Agents in our mutual liberation

November 20, 2009

Elizabeth Wrigley-Field looks at the history of the disability rights movement--and what it tells us about struggles for liberation.

I HAVE learned so much from's ongoing discussion of whether animal rights is a useful framework for challenging the gratuitous cruelty created when nothing--not nature, companionship, human lives nor human bodies--is socially valued except as a means of creating profit.

Charles Feldman asks an excellent question about how disabled people fit into the equation. I want to argue that the history of the disability rights movement underscores the central point of Paul D'Amato's original column: Self-determination, not charity, is the key to liberation.

The disability rights movement's demands have echoed those of every other civil rights struggle: an end to discrimination; economic services that move legal rights off paper and into reality (just as Martin Luther King, Jr., asked, "What does it profit a man to be able to eat at an integrated lunch counter if he doesn't earn enough money to buy a hamburger and cup of coffee?" a disability activist might ask, "What good is the right to employment if I can't access the health care that would let me work?"); above all, an end to paternalistic policies and a basic level of respect.

The modern disability rights movement grew out of the tremendous social upheaval that began with the civil rights movement and the movement against the Vietnam War, and grew into struggles for the liberation of women, gays and lesbians, Chicanos, and American Indians, and for environmental protections.

The apex of the disability struggle was a set of nationally coordinated protests in 1973 demanding that the Department of Health, Education, and Welfare (HEW) give teeth to newly passed civil rights protections for disabled people. In San Francisco, this took the form of a 25-day occupation of the HEW office, carried out by as many as 120 people.

Some of these protesters were literally risking their lives by foregoing medical services to continue the sit-in--especially when HEW tried to block personal care attendants from entering the building. The demonstrators were ultimately successful, thanks in part to their own creativity, and in part to material support they received from the Black Panthers, labor unions, gay rights activists and businesses pressured by activists to support the struggle.

The most inspiring part of this struggle to me, though, is the solidarity that developed among the protesters. "Disability" is an incredibly broad range of physical and social experiences, and before the sit-in, most activists identified themselves primarily with others sharing their particular disability.

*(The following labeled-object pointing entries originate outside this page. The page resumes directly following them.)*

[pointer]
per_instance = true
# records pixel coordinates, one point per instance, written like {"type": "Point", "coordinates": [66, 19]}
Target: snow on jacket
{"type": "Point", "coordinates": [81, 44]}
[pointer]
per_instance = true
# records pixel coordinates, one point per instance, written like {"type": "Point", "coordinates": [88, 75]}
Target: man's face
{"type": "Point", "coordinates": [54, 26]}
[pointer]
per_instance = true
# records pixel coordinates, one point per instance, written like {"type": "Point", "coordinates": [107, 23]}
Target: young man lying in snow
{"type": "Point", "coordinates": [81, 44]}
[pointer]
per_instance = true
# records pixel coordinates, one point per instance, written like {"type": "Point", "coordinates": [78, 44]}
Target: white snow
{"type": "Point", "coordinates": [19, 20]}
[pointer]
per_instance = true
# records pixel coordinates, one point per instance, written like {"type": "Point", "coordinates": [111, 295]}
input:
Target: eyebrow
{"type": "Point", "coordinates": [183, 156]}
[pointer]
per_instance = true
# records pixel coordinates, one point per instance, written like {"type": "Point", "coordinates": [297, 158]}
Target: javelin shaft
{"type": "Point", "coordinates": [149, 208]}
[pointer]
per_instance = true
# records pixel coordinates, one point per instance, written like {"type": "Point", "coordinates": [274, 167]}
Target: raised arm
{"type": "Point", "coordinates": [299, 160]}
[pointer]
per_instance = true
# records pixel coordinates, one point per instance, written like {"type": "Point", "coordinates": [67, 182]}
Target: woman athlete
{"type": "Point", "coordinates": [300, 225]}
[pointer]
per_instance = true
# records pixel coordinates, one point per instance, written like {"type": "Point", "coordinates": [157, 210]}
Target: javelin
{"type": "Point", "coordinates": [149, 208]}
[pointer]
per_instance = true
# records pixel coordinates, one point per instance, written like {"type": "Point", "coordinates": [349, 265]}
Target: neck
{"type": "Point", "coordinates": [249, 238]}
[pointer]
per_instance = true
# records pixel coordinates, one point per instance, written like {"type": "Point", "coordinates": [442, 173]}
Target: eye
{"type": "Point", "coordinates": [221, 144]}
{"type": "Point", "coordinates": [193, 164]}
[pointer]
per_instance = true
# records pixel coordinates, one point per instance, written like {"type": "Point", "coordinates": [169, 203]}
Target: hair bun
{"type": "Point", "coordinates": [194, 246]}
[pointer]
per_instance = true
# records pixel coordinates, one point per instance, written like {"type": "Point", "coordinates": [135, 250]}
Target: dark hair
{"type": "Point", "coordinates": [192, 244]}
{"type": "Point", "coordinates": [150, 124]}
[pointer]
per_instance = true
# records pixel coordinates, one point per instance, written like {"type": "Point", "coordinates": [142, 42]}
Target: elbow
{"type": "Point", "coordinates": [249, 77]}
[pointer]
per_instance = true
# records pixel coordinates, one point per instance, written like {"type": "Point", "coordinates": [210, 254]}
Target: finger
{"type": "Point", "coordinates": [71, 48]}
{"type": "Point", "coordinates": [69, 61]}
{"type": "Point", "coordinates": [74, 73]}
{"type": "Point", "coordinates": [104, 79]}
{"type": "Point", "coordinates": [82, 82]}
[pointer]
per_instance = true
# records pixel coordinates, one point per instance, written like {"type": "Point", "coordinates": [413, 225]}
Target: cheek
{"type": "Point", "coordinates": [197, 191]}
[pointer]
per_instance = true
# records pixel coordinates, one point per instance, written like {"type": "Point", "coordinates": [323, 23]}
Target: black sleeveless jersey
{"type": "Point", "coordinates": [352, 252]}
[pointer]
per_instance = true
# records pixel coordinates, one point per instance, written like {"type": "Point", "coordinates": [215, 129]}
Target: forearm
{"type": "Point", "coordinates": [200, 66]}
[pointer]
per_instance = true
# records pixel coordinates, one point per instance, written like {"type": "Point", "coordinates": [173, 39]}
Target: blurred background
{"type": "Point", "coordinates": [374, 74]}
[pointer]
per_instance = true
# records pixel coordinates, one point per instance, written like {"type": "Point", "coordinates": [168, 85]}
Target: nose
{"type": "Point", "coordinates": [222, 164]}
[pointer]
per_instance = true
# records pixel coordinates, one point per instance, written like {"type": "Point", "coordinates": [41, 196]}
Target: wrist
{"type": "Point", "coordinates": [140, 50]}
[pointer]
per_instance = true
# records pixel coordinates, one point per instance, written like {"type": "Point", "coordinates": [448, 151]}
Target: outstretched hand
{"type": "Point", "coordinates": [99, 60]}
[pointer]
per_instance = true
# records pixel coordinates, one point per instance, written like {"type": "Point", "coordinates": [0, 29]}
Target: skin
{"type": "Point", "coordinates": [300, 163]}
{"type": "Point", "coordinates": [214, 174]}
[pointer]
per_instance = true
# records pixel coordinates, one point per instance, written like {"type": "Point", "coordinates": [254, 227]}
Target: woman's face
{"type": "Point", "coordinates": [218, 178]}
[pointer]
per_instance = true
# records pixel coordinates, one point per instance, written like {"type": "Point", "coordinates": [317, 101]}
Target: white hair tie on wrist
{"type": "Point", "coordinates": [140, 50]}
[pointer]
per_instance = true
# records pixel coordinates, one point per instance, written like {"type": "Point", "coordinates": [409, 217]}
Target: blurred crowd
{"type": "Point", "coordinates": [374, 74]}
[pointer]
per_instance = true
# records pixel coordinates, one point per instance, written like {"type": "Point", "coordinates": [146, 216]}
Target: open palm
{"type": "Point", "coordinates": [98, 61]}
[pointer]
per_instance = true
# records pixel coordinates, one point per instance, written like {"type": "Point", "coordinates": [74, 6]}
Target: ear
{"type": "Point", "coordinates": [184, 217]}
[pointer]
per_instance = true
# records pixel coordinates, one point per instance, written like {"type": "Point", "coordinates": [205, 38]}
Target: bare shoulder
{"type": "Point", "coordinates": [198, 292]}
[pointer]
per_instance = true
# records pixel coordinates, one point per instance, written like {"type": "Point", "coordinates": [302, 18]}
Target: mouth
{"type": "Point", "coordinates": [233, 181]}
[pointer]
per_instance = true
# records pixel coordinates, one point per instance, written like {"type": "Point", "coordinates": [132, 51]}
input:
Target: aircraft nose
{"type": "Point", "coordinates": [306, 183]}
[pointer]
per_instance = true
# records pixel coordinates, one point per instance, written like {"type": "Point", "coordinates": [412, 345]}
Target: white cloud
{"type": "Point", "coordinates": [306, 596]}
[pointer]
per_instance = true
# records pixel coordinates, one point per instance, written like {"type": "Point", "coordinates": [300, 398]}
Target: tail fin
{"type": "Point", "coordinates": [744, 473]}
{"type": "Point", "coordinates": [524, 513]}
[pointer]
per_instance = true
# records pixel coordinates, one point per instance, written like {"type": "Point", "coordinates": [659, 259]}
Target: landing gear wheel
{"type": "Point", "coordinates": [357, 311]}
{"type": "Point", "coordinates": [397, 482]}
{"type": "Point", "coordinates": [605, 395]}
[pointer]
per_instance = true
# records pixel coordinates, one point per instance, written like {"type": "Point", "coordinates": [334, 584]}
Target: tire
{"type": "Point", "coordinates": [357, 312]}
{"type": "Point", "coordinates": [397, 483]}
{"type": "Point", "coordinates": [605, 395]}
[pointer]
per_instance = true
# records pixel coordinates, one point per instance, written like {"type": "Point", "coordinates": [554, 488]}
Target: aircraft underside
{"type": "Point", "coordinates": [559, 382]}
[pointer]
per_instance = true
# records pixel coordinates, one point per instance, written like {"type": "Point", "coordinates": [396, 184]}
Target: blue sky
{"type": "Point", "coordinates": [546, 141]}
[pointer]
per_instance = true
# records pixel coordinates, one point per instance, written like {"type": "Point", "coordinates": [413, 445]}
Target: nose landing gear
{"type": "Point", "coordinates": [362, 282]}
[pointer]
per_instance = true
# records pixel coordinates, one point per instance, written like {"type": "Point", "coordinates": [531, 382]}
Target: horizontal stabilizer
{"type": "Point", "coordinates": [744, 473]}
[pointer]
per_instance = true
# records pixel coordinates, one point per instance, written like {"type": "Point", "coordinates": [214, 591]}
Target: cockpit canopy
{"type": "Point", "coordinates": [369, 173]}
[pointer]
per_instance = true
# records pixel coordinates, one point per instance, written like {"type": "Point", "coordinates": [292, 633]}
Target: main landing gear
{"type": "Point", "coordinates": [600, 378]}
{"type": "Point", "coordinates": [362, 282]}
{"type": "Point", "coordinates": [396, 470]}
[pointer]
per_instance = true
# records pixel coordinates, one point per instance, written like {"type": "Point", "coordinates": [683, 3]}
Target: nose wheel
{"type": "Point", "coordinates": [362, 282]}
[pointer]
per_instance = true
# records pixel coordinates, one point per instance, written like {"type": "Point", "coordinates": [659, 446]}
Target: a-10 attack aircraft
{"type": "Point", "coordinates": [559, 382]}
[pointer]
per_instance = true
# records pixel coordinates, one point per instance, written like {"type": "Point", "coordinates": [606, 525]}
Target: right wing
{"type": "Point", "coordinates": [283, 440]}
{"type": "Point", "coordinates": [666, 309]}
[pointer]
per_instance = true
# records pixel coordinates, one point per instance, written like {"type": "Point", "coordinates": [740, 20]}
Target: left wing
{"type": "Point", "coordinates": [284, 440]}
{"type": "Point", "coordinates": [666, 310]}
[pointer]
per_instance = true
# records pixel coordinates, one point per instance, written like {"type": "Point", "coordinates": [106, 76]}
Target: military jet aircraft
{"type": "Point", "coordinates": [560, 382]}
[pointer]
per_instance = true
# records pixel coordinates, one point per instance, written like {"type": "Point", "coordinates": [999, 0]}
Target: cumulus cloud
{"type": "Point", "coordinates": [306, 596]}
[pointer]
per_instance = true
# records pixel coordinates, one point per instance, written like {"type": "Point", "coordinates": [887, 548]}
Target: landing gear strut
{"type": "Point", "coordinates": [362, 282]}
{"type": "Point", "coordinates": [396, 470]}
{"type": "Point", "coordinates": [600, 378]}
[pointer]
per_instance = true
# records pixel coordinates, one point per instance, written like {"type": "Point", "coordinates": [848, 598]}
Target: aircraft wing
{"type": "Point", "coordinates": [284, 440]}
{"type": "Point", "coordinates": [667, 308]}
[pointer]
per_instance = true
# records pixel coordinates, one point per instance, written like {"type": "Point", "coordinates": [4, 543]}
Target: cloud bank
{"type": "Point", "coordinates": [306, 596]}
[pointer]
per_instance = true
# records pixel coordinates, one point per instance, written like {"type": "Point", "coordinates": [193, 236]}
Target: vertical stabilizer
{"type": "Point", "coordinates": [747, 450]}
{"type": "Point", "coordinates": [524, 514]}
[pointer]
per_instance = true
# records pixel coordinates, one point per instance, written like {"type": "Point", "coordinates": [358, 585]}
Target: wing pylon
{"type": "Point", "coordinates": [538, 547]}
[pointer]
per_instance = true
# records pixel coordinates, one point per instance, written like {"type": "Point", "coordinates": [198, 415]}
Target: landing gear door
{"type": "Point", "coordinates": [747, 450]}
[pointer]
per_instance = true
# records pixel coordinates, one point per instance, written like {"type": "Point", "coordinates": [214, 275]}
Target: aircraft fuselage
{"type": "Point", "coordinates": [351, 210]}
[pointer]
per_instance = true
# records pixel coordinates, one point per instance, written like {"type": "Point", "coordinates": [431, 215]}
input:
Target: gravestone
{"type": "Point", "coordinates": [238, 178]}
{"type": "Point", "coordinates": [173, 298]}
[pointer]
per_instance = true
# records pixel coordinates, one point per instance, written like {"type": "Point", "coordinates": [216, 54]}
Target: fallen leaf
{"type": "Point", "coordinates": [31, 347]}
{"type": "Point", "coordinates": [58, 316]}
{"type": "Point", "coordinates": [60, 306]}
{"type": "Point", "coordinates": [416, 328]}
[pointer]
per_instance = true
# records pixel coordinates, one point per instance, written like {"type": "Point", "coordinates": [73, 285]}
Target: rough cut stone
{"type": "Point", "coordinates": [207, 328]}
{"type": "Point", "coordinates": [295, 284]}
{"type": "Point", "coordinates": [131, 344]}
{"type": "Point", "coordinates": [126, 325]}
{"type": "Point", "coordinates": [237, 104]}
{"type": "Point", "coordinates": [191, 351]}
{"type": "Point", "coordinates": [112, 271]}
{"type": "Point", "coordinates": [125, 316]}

During the sit-in, they discovered what was common in their experiences--most importantly, their shared desire for a life of their own choosing. This included physically disabled people overcoming their own prejudices against the mentally disabled who participated in the sit-in.

This solidarity reflected a process that I think has been central to every single liberation struggle: expanding demands for justice as the struggle itself teaches people that they, and others, deserve much more than they had ever realized--and are capable of more, too. This requires a fundamental self-awareness and sense of justice, for oneself and others.

Humans can revolutionize our economic and social system so that instead of corporate profit, a healthy respect for the natural world, including the wide variety of human bodies, is a core value of decision-making. But we can only succeed in this if we see one another as equal agents in our mutual liberation, not a group to be pitied and a group who should pity them. I think that is the essence of Paul's argument about liberation, and it is essential.

If readers want to know more about the politics of disability, an excellent article from a Marxist perspective by Ravi Malhotra was published in New Politics in 2001. A book-length history, from a more mainstream perspective but deeply inspiring, is Joseph Sharpiro's No Pity: People with Disabilities Forging a New Civil Rights Movement.